Harvey Weinstein: A Man Who Went From Greatness to Rapist

  • by

By Maggie Pool

Trigger warning: mentions of sexual assault and rape.

Harvey Weinstein is a famous former Hollywood film producer and a convicted sex offender. How did he end up with those two descriptions in the first line of his Wikipedia page?

Harvey and his brother grew up with a passion for films. They didn’t start off in the film business, though. They began by producing rock concerts along with their friend Corky Burger as Harvey & Corky Productions through the 1970s. They brought in top-notch acts like Frank Sinatra, Jackson Browne, and The Rolling Stones. Using the money made from their days as Harvey & Corky Productions, the Weinstein brothers purchased their own independent film distribution company and called it Miramax, a mashup of their parents’ names, Miriam and Max Weinstein.

Now, Miramax is a renowned company for producing many of America’s prized independent films, like  Sex, Lies, and Videotape (1989), The Crying Game (1992), Pulp Fiction (1994), Heavenly Creatures (1994), Flirting with Disaster (1996), and Shakespeare in Love (1998). Weinstein won many awards for these films, including an Academy Award for producing Shakespeare in Love. He also went on to succeed in producing arthouse cinema and more independent film. Miramax had so much success that in 1993 Disney offered to purchase the company from Weinstein for $80 million dollars. So where did it all go wrong?

In 2017, a new movement set the nation on fire. The #MeToo Movement united women in telling their stories of sexual harassment. Over a dozen women accused Harvey Weinstein of sexual harassment and rape. Once these accusations took hold of the media, Weinstein was fired from his production company, expelled from the Academy, suspended from the British Academy, and denounced by several political figures who previously supported him.

Weinstein was formally charged by New York police with “rape, criminal sex act, sex abuse and sexual misconduct for incidents involving two separate women” on May 25, 2018. A jury convicted Weinstein on February 24, 2020 of criminal sexual assault in the first degree and one count of rape in the third degree. Weinstein faces between 5 to 29 years of prison.

Mimi Haleyi, who testified at the weeks-long trial that Weinstein forced oral sex on her in 2006, was in a coffee shop when she heard the verdict.
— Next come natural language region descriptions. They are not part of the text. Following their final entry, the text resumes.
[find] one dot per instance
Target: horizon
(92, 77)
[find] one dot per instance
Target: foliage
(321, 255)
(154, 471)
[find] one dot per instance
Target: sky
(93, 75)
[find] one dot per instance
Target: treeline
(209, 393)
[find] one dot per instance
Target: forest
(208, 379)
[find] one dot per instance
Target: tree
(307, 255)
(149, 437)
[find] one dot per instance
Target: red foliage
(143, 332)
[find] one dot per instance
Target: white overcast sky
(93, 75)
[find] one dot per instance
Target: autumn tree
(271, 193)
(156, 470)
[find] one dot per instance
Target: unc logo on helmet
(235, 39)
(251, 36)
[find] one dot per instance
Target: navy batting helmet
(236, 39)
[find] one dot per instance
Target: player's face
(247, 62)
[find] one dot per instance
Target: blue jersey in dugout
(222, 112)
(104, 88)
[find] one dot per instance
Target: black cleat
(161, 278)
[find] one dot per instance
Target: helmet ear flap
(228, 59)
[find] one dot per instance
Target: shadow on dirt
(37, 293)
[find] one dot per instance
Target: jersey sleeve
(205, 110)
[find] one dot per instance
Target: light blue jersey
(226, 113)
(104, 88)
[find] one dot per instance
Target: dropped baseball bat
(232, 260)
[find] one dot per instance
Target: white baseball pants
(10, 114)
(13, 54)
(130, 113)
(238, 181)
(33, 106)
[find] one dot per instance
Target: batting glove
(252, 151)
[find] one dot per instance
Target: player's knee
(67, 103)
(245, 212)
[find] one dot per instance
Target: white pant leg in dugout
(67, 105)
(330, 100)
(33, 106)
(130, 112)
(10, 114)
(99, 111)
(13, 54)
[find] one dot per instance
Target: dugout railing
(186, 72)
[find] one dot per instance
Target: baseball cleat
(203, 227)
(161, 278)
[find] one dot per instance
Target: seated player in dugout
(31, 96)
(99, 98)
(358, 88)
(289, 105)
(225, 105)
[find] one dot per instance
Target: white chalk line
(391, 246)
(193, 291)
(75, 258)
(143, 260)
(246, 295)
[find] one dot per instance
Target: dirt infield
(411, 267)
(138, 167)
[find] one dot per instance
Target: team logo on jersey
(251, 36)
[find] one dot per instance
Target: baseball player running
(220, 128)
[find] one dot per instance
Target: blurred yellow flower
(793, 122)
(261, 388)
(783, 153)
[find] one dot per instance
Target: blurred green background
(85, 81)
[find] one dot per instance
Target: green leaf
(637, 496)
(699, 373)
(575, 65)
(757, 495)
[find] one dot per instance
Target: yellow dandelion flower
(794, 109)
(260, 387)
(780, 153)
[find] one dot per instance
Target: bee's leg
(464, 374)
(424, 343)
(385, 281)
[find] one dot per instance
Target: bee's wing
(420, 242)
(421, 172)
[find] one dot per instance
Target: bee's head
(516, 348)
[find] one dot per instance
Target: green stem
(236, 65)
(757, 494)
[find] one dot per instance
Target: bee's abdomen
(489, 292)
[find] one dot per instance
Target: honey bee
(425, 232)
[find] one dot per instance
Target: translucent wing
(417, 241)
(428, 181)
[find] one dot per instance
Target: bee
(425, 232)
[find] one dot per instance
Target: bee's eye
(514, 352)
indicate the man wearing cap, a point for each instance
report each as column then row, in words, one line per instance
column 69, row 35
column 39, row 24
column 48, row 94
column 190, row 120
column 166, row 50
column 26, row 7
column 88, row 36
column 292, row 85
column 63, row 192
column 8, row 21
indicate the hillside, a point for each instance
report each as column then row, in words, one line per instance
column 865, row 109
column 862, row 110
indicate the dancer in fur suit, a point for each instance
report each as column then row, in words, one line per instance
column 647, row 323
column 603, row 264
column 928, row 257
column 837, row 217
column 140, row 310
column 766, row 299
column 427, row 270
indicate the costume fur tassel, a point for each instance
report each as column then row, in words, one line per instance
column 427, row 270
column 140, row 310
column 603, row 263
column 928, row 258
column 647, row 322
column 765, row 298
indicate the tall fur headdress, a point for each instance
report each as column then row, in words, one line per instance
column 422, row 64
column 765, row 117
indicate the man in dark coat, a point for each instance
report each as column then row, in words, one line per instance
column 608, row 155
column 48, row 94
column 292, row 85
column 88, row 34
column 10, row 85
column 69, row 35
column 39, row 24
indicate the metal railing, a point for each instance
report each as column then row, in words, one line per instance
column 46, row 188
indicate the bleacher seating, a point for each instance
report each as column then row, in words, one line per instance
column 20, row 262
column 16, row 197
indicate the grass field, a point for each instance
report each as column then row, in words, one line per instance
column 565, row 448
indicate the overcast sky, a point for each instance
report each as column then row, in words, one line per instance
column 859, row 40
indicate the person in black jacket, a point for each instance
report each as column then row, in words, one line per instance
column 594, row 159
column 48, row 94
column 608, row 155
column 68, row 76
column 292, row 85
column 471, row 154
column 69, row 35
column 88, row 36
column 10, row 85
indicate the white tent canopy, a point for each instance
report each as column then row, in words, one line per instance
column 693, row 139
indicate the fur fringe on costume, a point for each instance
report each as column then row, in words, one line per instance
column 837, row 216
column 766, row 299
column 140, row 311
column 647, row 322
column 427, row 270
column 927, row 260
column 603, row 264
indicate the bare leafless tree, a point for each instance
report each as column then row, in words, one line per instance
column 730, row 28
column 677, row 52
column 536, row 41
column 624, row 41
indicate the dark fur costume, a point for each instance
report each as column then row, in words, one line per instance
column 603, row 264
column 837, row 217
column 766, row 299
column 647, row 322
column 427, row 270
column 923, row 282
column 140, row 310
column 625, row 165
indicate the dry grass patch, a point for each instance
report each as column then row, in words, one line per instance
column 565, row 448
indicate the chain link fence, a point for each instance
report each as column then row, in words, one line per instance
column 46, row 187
She said to Good Morning America, “I just sat down, and I started crying, and I had to go out into the street because I didn’t want to be crying in a coffee shop,” she said. “It was just a huge sense of relief – relief that the jury got it; that they believed me and that I was heard.”

Here are some statements from other victims of Harvey Weinstein, and supporters of those victims, after his conviction:

“He will forever be guilty.”

-Tarana Burke

“This is what he has created for himself, prison, lack of remorse, lack of accountability.”

-Ashley Judd

“Every day that I live and enjoy my life is a victory over Harvey.”

-Rowena Chiu

“I did it for all of us. I did it for the women who couldn’t testify. I couldn’t not do it.”

-Dawn Dunning

“It’s time for men who witness bad behavior to have the courage to step up and bear witness to it.”

-Irwin Reiter

“Hopefully this gives more women the strength to come forward.”